Las democracias, cuando carecen de partidos políticos fuertes, tienden a producir un sesgo en las decisiones de política económica que va en contra de las medidas que tienen impactos sobre la sociedad en su conjunto. Esto es así porque en congresos carentes de sólidos vínculos con el sistema de partidos, los legisladores tienen una mayor inclinación a defender los intereses de sus votantes, patrocinadores y regiones que a defender el interés general. Consciente de este problema, Don Miguel Antonio Caro escribió en la Constitución de 1886: “Senadores y Representantes representan a la Nación entera y deben votar consultando únicamente sus intereses”. 

Es quizá por esta razón que el libre comercio, a pesar de sus inobjetables ventajas teóricas, que el examen de lo ocurrido en muchos países confirma, encuentra serias dificultades para materializarse en ambientes democráticos. ¿Pero por qué los beneficiarios del libre comercio no se imponen? Porque mientras que los beneficios de las restricciones están concentrados en ciertos grupos, los beneficiarios de las reformas –los consumidores, los futuros inversionistas, los desempleados- están atomizados o no tienen conciencia de sus intereses; además,  los beneficios no suelen ocurrir de inmediato y están signados por la incertidumbre.

Esta asimetría hace que las reformas en pro del libre comercio pasen dificultades en los Congresos. Un ejemplo reciente es el intenso debate en el Congreso de Estados Unidos acerca del TLC con Centroamérica. Muchos parlamentarios son sensibles al lobby azucarero, fuerte financiador de campañas políticas pero que no representa el interés general, como lo ha señalado el Washington Post recientemente; o a las presiones de los sectores de manufactura liviana que se ven amenazados por la competencia de China y la India, y, en menor grado, por nosotros.

En los países en desarrollo el problema asume características especialmente nocivas. La escasez de recursos fiscales hace que el costo de políticas sectoriales no se financie, de modo transparente y progresivo, por la vía del gasto público, sino que se traslade a los consumidores a través de medidas arancelarias que impactan los precios de bienes de consumo popular, o los de materias primas y bienes de capital indispensables para competir en los mercados externos.

No obstante, el libre comercio poco a poco se va imponiendo. La progresiva liberalización del comercio internacional al amparo de la OMC, y la proliferación de acuerdos de libre comercio, se encargarán de que así sea. Este pronóstico plantea el reto a los gobiernos de rediseñar las políticas sectoriales basadas en protección arancelaria. Una alternativa razonable es reemplazarla por la asignación de subsidios directos desligados de las importaciones. Esto puede redundar en un diseño más democrático, equitativo y eficiente de las políticas de apoyo sectorial. El régimen arancelario esconde rentas, a veces muy grandes, que el común de la gente no percibe, y que pueden obedecer más a intereses particulares que a decisiones inspiradas en la conveniencia social.

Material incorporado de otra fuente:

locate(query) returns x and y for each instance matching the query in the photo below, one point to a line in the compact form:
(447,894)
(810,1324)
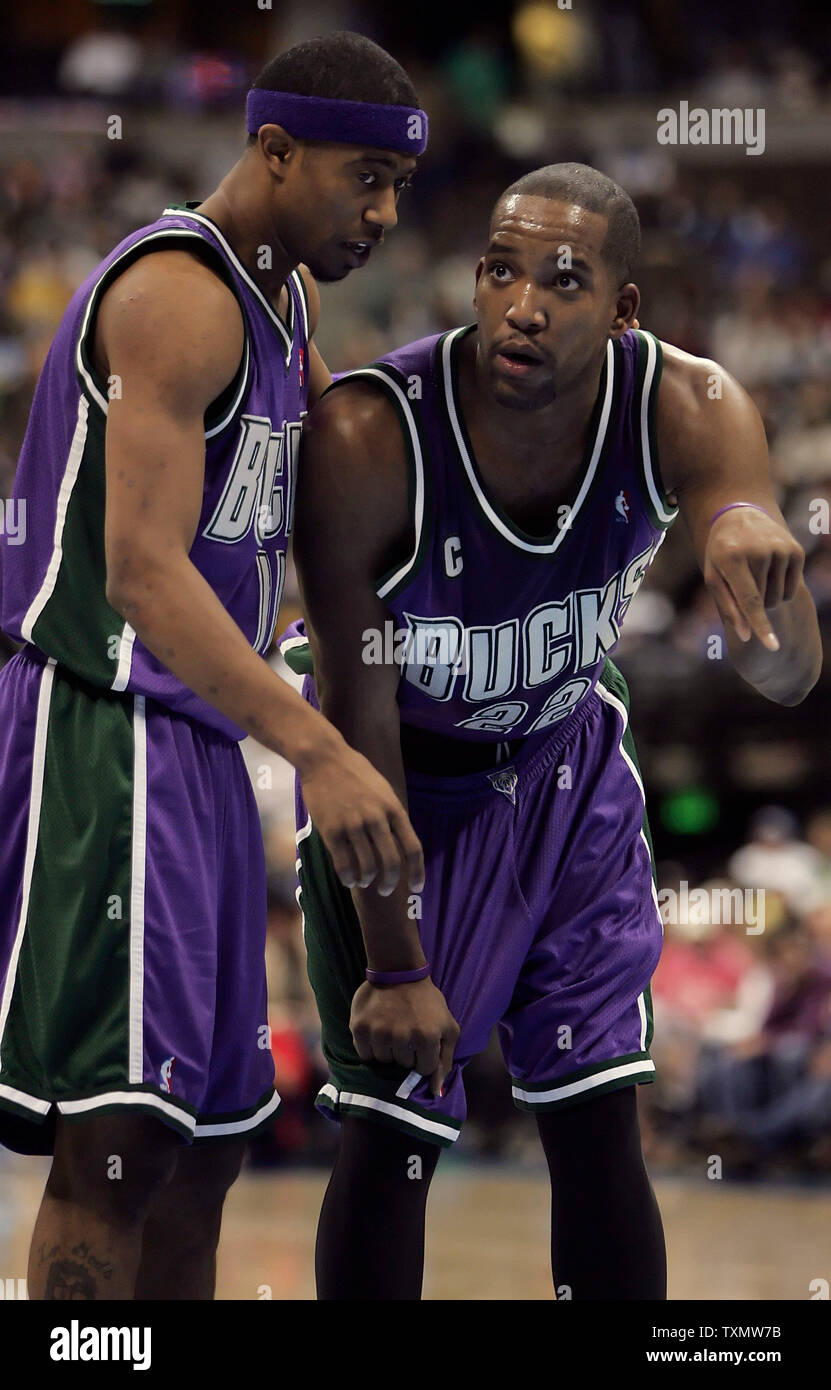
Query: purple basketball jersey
(503,634)
(53,587)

La penuria fiscal no debería ser obstáculo para virar de la protección arancelaria a la asignación de subsidios directos. Por el contrario, la limitación de recursos haría que el Gobierno y el Congreso los repartan de una manera más justa y eficiente. Por otro lado, la reducción de los aranceles aumentaría el ingreso disponible de los hogares, en especial  de los más pobres,  mientras que los subsidios estarían a cargo de los contribuyentes, que son menos y que tienen mayor ingreso, lo cual redundaría en una mejora en la distribución del ingreso. Contra viento y marea hay, pues, que persistir.